I continued to be bothered by the number of people who don't recognize who and what Polievre is, zoombats.

Owen Gray said...

Taking our cues from the United States is not a good idea, TB.

Anonymous said...

Unfortunately, our PM has turned himself into an easy target. The lack of PR in the 'China influence' scandal is destroying his reputation, even though an inquiry would likely find that Conservatives have benefited more from Chinese influence (and influence of many other companies and lobbyists from the US and elsewhere).

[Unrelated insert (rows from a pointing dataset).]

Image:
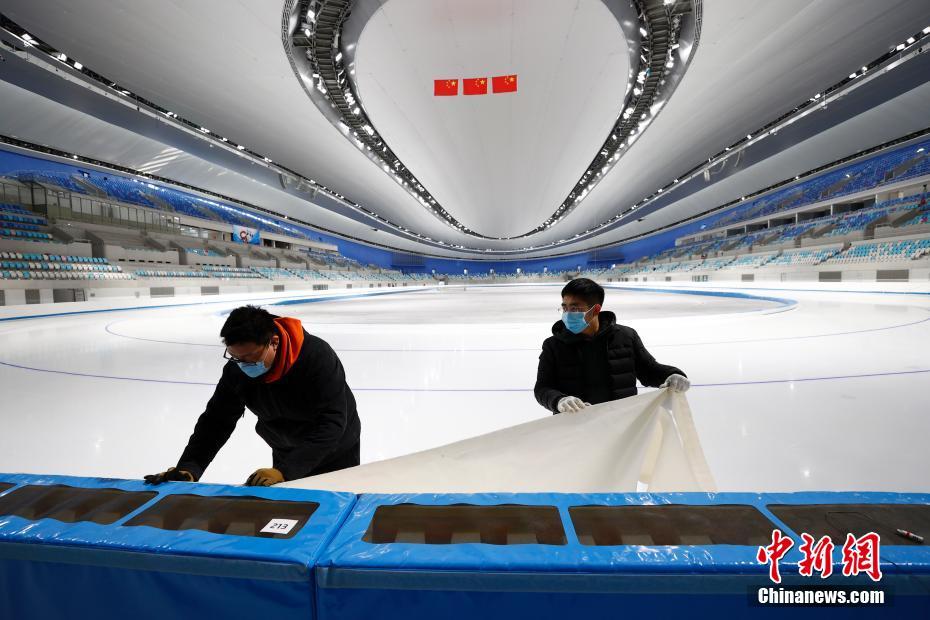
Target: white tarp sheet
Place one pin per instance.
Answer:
(643, 443)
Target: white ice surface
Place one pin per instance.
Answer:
(828, 394)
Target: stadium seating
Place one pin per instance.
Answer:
(31, 266)
(883, 251)
(751, 261)
(274, 273)
(802, 257)
(204, 252)
(161, 273)
(223, 271)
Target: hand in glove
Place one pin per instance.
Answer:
(264, 477)
(677, 383)
(571, 404)
(171, 475)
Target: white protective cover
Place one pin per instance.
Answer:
(643, 443)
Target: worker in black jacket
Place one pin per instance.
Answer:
(590, 359)
(294, 383)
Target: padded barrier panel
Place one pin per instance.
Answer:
(670, 525)
(710, 572)
(72, 504)
(836, 520)
(55, 569)
(445, 525)
(241, 516)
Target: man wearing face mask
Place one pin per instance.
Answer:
(295, 385)
(591, 359)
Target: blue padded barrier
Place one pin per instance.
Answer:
(54, 569)
(574, 580)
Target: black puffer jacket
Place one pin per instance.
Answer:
(308, 416)
(596, 369)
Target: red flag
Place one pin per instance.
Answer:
(504, 83)
(445, 88)
(475, 86)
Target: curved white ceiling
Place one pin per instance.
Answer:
(221, 63)
(499, 163)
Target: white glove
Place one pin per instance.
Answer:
(571, 404)
(677, 383)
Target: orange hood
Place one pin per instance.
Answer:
(291, 334)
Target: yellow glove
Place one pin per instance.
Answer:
(264, 477)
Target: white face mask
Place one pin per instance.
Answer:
(575, 321)
(253, 369)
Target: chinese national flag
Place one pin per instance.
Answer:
(475, 86)
(445, 88)
(504, 83)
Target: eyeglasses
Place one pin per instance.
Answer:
(233, 358)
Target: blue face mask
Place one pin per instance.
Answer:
(254, 370)
(574, 321)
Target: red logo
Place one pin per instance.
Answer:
(860, 555)
(774, 552)
(817, 557)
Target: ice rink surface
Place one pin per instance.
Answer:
(818, 391)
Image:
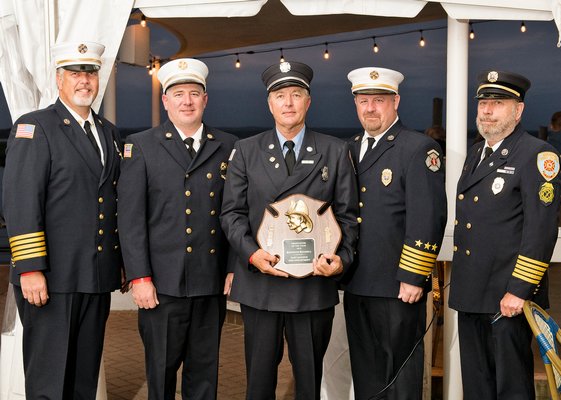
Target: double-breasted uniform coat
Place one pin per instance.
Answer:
(505, 232)
(257, 177)
(403, 215)
(169, 208)
(60, 204)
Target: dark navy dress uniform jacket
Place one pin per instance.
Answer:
(169, 208)
(506, 226)
(60, 202)
(254, 182)
(402, 213)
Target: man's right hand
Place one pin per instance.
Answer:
(265, 263)
(34, 288)
(144, 295)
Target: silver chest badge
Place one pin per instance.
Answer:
(498, 185)
(324, 174)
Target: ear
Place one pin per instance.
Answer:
(519, 109)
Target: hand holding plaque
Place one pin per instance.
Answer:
(298, 229)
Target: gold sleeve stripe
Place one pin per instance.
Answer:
(526, 279)
(414, 270)
(415, 265)
(419, 252)
(26, 241)
(27, 236)
(32, 255)
(531, 269)
(405, 257)
(527, 272)
(531, 260)
(525, 265)
(29, 245)
(28, 251)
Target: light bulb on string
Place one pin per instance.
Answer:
(471, 32)
(326, 53)
(375, 48)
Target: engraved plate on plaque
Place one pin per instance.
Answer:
(298, 229)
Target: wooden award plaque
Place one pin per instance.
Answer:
(298, 229)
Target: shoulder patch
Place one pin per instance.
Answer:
(548, 164)
(433, 160)
(127, 153)
(25, 131)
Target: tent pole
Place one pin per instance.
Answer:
(456, 148)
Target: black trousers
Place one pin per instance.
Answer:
(307, 335)
(62, 344)
(382, 333)
(182, 330)
(497, 361)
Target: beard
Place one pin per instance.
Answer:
(499, 130)
(372, 125)
(82, 101)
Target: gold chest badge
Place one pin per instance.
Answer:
(546, 193)
(387, 176)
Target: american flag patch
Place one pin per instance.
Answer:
(128, 151)
(25, 131)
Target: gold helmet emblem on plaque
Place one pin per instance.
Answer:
(493, 76)
(298, 217)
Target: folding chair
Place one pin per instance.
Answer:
(548, 336)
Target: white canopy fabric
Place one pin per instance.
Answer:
(29, 28)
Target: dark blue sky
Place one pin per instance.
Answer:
(237, 97)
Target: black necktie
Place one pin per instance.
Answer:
(189, 142)
(290, 156)
(487, 151)
(90, 136)
(369, 147)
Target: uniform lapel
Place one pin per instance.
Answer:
(386, 142)
(354, 148)
(308, 161)
(78, 138)
(272, 158)
(110, 147)
(170, 139)
(495, 160)
(208, 147)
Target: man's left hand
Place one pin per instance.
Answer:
(410, 293)
(328, 265)
(511, 305)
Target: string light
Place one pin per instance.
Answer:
(326, 55)
(375, 48)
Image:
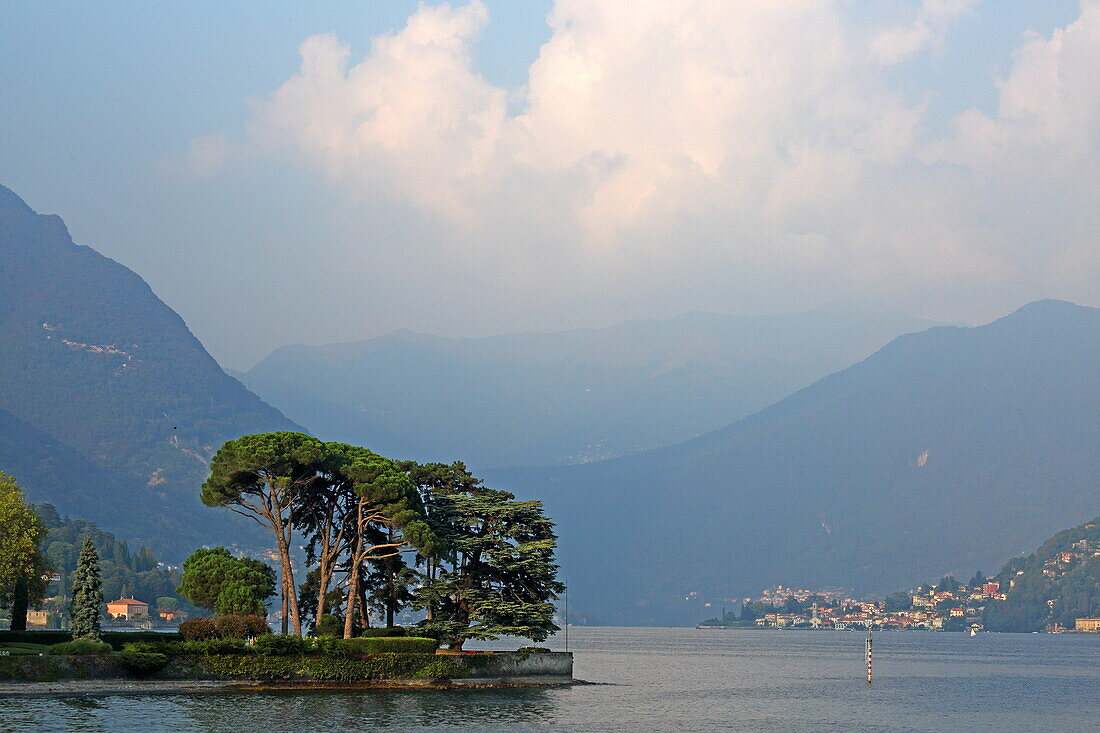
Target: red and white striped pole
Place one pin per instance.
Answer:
(868, 655)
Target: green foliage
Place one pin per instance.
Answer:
(87, 593)
(138, 575)
(1035, 598)
(85, 645)
(143, 664)
(198, 630)
(343, 647)
(281, 645)
(215, 579)
(329, 668)
(493, 571)
(22, 562)
(117, 639)
(384, 631)
(328, 625)
(232, 626)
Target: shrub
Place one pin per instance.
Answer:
(241, 626)
(142, 664)
(278, 645)
(385, 631)
(213, 646)
(328, 625)
(345, 647)
(80, 646)
(198, 630)
(151, 647)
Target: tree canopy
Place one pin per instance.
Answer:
(22, 562)
(216, 580)
(386, 535)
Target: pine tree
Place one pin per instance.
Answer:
(87, 593)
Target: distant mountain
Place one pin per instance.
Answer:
(945, 451)
(111, 407)
(565, 397)
(1056, 584)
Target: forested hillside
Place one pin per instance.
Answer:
(1056, 584)
(111, 407)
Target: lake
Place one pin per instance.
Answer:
(674, 679)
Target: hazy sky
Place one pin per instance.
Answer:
(288, 174)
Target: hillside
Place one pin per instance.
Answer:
(565, 397)
(1065, 569)
(945, 451)
(101, 369)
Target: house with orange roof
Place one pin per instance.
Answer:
(128, 609)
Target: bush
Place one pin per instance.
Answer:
(241, 626)
(347, 647)
(213, 646)
(142, 664)
(198, 630)
(278, 645)
(79, 646)
(385, 631)
(46, 637)
(151, 647)
(116, 638)
(328, 625)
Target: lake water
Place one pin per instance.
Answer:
(674, 679)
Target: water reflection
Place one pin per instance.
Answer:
(671, 680)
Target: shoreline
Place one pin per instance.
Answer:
(106, 687)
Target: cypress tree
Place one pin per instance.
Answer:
(87, 593)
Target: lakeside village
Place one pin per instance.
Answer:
(948, 605)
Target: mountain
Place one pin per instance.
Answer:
(944, 452)
(565, 397)
(110, 406)
(1056, 584)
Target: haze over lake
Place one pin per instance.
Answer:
(678, 680)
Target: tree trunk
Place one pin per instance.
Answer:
(356, 555)
(285, 616)
(19, 604)
(290, 602)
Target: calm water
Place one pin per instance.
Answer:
(675, 680)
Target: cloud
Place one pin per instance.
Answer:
(662, 139)
(206, 155)
(900, 43)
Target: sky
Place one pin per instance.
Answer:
(283, 174)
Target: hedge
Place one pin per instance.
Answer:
(327, 668)
(384, 631)
(116, 638)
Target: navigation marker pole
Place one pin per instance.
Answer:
(868, 654)
(567, 617)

Also, I don't know about you, but I feel like the CBC is creating a very fertile commenting zone for 'old men that want to yell at clouds'. Any time I check out a story with commenting enabled, there are THOUSANDS of comments that feel like a copy-paste from a social media farm somewhere in east Asia with a script designed to 'blame Trudeau' for everything, including the sun going down each day. Are the Cons using these tools to spread lies and support the alt-right anger that simply may not be as ubiquitous as they say it is?

- LW

John B. said...

Poilievre has gained a lot of support among potential voters who think that watching YouTube videos is “research”.

Owen Gray said...

Good question, LW. There are lots of bots on the loose these days.

Owen Gray said...

It strikes me that a lot of Polievre's support comes from low-information folks, John.